Abordan la actualidad de los relatos de espanto de larga tradición prehispánica
Con estas narraciones las voces de nuestros ancestros se escuchan en las noches
Antonio Hernández
La noche avanzaba en la Casa de las Humanidades de la UNAM cuando el historiador Ignacio de la Garza Gálvez empezó a compartir historias que resuenan en el tiempo. Evocó al ahuízotl, una criatura del lago de Texcoco con la singular habilidad de arrastrar a sus víctimas al fondo del agua usando la mano de su cola, para luego dejar los cadáveres en la orilla sin uñas, cabello ni ojos. Esta antigua leyenda, narrada por fray Bernardino de Sahagún, no ha perdido fuerza; en Querétaro y Puebla aún se cuentan historias similares, como si los pobladores siguieran leyendo los textos del cronista. “Un niño huyó de su casa en Puebla y vio un animal extraño cerca de un lago. Días después, hallaron un cuerpo sin uñas ni cabello”, relató De la Garza, con ese tono entre asombro y realidad que cautiva a sus oyentes.

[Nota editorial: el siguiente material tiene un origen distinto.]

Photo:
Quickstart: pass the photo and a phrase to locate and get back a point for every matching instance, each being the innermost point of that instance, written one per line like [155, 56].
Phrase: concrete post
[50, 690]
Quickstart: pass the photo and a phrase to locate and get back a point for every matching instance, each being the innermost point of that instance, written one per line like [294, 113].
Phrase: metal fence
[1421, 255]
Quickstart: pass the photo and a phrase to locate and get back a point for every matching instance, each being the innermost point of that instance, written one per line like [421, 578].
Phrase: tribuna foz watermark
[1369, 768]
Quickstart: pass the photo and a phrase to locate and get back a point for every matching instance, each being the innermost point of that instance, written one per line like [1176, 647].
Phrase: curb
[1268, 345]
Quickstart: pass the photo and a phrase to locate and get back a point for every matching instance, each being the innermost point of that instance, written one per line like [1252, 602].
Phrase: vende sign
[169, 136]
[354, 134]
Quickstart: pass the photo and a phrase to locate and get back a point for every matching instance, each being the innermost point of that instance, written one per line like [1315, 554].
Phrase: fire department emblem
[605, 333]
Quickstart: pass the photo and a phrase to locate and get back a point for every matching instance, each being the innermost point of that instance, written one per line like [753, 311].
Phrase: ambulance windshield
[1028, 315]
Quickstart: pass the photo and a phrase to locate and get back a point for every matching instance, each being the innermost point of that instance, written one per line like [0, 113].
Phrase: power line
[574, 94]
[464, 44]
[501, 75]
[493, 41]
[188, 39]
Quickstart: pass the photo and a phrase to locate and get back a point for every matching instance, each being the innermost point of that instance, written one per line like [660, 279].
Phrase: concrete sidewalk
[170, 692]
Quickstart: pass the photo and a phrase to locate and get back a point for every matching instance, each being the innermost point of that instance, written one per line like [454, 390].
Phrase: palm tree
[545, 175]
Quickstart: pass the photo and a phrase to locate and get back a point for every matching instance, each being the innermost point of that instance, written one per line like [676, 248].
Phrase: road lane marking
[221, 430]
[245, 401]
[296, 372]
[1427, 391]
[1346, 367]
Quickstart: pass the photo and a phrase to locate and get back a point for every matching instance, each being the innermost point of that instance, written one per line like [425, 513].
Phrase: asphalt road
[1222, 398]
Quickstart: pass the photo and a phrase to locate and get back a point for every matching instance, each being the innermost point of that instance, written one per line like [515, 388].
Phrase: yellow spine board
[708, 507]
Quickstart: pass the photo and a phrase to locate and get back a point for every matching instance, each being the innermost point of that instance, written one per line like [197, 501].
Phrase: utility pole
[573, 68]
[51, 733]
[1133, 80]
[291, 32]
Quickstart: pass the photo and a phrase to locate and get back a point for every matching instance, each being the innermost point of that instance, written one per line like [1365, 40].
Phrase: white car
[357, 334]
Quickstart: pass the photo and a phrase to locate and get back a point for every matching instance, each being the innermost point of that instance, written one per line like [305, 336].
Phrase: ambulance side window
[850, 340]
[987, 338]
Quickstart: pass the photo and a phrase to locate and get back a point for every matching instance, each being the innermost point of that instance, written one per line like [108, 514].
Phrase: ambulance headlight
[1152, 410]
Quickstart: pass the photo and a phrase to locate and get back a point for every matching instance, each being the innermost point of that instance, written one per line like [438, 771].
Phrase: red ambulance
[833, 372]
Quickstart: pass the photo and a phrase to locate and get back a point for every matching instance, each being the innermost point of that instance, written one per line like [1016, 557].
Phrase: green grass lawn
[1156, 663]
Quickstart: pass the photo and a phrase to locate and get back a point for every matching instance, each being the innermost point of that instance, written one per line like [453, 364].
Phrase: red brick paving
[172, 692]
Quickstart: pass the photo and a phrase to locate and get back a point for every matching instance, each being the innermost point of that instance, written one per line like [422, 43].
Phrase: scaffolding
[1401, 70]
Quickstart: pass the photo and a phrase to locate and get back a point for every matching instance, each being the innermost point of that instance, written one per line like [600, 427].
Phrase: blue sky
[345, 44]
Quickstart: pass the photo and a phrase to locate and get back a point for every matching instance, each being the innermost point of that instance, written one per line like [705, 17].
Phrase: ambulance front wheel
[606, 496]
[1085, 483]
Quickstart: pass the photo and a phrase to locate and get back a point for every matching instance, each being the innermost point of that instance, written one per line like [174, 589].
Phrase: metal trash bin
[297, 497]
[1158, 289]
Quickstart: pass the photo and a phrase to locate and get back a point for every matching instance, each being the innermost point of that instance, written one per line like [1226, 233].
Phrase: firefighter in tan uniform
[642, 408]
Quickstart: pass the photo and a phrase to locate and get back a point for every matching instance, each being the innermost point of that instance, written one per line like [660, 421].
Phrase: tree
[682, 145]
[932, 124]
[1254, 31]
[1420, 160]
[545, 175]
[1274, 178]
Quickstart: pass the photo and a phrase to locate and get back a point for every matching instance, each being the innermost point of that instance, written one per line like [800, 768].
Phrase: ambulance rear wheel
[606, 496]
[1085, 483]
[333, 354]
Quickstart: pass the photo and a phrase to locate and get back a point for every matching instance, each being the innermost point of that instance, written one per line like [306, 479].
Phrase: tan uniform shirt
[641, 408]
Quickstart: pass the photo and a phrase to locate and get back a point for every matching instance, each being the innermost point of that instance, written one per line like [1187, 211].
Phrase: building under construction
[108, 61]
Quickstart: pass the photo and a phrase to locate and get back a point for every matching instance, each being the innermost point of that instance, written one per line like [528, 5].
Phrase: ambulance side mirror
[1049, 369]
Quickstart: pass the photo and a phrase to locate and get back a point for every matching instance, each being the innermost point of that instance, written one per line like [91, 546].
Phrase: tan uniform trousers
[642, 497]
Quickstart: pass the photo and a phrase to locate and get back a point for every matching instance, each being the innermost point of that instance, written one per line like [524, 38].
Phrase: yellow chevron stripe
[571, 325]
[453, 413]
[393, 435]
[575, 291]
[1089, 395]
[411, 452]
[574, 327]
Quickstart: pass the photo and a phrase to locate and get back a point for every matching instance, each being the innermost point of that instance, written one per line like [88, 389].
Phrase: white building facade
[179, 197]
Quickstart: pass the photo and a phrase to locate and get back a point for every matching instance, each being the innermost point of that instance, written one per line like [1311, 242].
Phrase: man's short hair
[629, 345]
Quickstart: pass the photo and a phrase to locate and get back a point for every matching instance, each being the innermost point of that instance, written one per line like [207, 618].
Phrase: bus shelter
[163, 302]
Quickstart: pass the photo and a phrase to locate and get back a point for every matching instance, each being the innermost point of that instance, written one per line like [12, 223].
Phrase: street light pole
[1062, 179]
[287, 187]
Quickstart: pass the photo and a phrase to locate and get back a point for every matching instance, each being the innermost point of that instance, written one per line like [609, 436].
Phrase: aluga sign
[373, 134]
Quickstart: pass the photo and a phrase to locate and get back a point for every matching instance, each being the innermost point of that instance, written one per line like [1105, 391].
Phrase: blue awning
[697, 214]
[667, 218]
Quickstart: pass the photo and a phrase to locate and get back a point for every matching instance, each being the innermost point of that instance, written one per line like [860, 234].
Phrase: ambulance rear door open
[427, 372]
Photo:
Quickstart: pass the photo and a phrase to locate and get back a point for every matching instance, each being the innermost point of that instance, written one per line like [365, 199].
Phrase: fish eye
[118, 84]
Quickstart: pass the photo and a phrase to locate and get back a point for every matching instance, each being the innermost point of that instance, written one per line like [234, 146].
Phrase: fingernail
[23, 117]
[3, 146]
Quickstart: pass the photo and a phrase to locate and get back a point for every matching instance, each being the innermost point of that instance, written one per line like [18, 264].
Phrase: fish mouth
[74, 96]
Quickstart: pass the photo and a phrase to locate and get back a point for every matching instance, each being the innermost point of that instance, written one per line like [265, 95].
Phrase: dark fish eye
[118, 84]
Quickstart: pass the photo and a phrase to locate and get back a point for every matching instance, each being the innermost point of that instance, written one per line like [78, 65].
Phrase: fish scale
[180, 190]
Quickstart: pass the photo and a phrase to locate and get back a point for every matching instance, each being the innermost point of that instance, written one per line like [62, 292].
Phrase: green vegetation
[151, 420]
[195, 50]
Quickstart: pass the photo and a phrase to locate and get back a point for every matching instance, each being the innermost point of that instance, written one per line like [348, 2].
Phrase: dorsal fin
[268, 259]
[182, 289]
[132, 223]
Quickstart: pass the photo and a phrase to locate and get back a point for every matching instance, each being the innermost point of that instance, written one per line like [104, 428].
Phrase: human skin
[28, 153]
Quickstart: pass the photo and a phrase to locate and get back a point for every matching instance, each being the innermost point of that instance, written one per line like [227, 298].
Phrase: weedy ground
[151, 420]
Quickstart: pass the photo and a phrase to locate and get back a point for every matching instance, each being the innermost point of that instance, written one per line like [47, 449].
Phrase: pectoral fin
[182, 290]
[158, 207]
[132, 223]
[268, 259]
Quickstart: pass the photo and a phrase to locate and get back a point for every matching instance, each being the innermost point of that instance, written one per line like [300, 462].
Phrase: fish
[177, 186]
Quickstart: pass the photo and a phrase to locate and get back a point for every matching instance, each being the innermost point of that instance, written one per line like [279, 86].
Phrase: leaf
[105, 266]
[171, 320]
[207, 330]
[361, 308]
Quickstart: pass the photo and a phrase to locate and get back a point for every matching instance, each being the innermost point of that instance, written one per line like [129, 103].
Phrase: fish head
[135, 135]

Las leyendas del ahuízotl, según el historiador, forman parte de una vasta cosmogonía mesoamericana que, a pesar de los siglos, permanece en el imaginario colectivo. La figura de la mítica Cihuacóatl es un ejemplo claro de esta continuidad: la antigua deidad, hoy transformada en La Llorona, vaga entre lamentos y misterios, recordando a la gente su vínculo con lo ancestral. Tezcatlipoca, otro dios temido y omnipresente, también aparece en múltiples formas: coyote, figura espectral o cráneo descarnado, siempre listo para poner a prueba la valentía de los caminantes solitarios.
De la Garza habló del concepto de espanto, que para las culturas prehispánicas representaba encuentros que sacudían el alma. Un espanto podía arrebatar la esencia de una persona, volverla loca o incluso causarle la muerte. “Se curaba de espanto con rituales que usaban agua o chile”, explicó. El curandero debía acudir al lugar del susto para hablar con los chaneques, esos seres que retenían almas, y restituirlas a sus dueños.
La charla, moderada por la hispanista Justine Monter, exploró cómo los relatos indígenas se fueron fusionando con creencias europeas durante la Colonia. En ese periodo, las ofrendas de Día de Muertos, aunque de origen europeo, empezaron a adquirir matices autóctonos que los frailes no lograron erradicar. Las supersticiones no solo persistieron, sino que fueron adoptadas incluso por algunos españoles, quienes llegaron a ser acusados de herejía por la Inquisición por creer que el canto del búho presagiaba la muerte o que los nahuales, esos seres de apariencia humana que se transformaban en animales, merodeaban entre los vivos.
Uno de los pasajes más inquietantes de la charla fue la referencia al “hacha nocturna” de Tezcatlipoca, que se aparecía como un hombre decapitado con el pecho abierto, dispuesto a asustar a quienes se atrevieran a recorrer caminos solitarios. Según De la Garza, estas manifestaciones de los dioses y sus pruebas de valentía eran comunes en tiempos prehispánicos, en un mundo donde lo natural y lo sobrenatural convivían sin distinción. Los muertos seguían presentes y podían volverse animales o trabajar en el inframundo, vigilando y comunicándose con los vivos, como zorrillos, hormigas o búhos, encargados de avisar de la muerte.
“Los muertos se transforman en téotl”, explicó De la Garza. “No desaparecen; se convierten en parte de la naturaleza, sirviendo a los señores del inframundo”. En esta cosmovisión, los difuntos seguían trabajando y compartían espacio con los vivos, siendo capaces de enfermarlos o advertirles de futuros decesos. Para De la Garza, estas historias no son simples anécdotas, sino fragmentos de un mundo que sigue habitando la memoria y el presente. Los relatos de espanto continúan actualizándose, y con cada narración, las voces de los ancestros se escuchan en las noches, recordando su lugar en la vida de quienes permanecen.